You generally don’t need to fast beforehand and can eat and drink normally. If you take blood thinners, your provider may ask you to pause them before the procedure. Beyond that, preparation is minimal.
Recovery and Side Effects
Most people leave shortly after the procedure and go about their day with only minor restrictions. You’ll have a small bandage over the needle site, which should stay on for the recommended time. Mild soreness and bruising at the site are common and usually resolve within a day or two. Over-the-counter pain relievers handle any lingering discomfort.
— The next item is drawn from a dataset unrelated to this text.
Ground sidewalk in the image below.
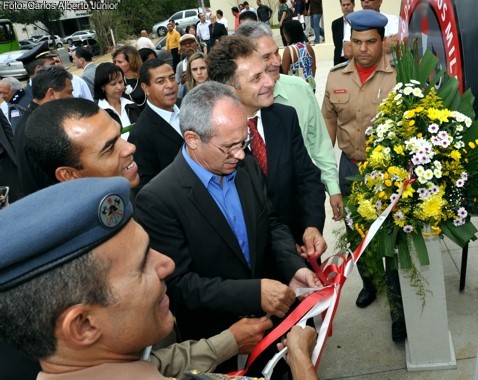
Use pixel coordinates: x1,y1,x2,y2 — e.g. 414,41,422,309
316,60,478,380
Serious complications from fine-needle aspiration are rare. The procedure carries a small risk of bleeding and infection at the insertion site. For lung biopsies performed with larger core needles under CT guidance, complication rates are higher: pneumothorax (a small lung collapse) occurs in about 22% of cases, though only around 6% are serious enough to require a chest tube. These higher-risk scenarios involve larger needles and deeper targets, not the typical office-based FNA on a thyroid or breast lump.
Getting Your Results
The waiting period for pathology results varies. Professional guidelines recommend that routine biopsy results be available within two to five days, though in practice, turnaround times depend on the lab and the complexity of the case. Straightforward samples may come back in three to five days. More complex cases requiring additional staining or specialist review can take a week to two weeks. If preliminary results are available sooner, your provider may share them, but the final report with complete analysis takes longer. Your doctor’s office will typically contact you once the pathology report is ready, and the results will guide the next steps, whether that’s reassurance, monitoring, or further evaluation.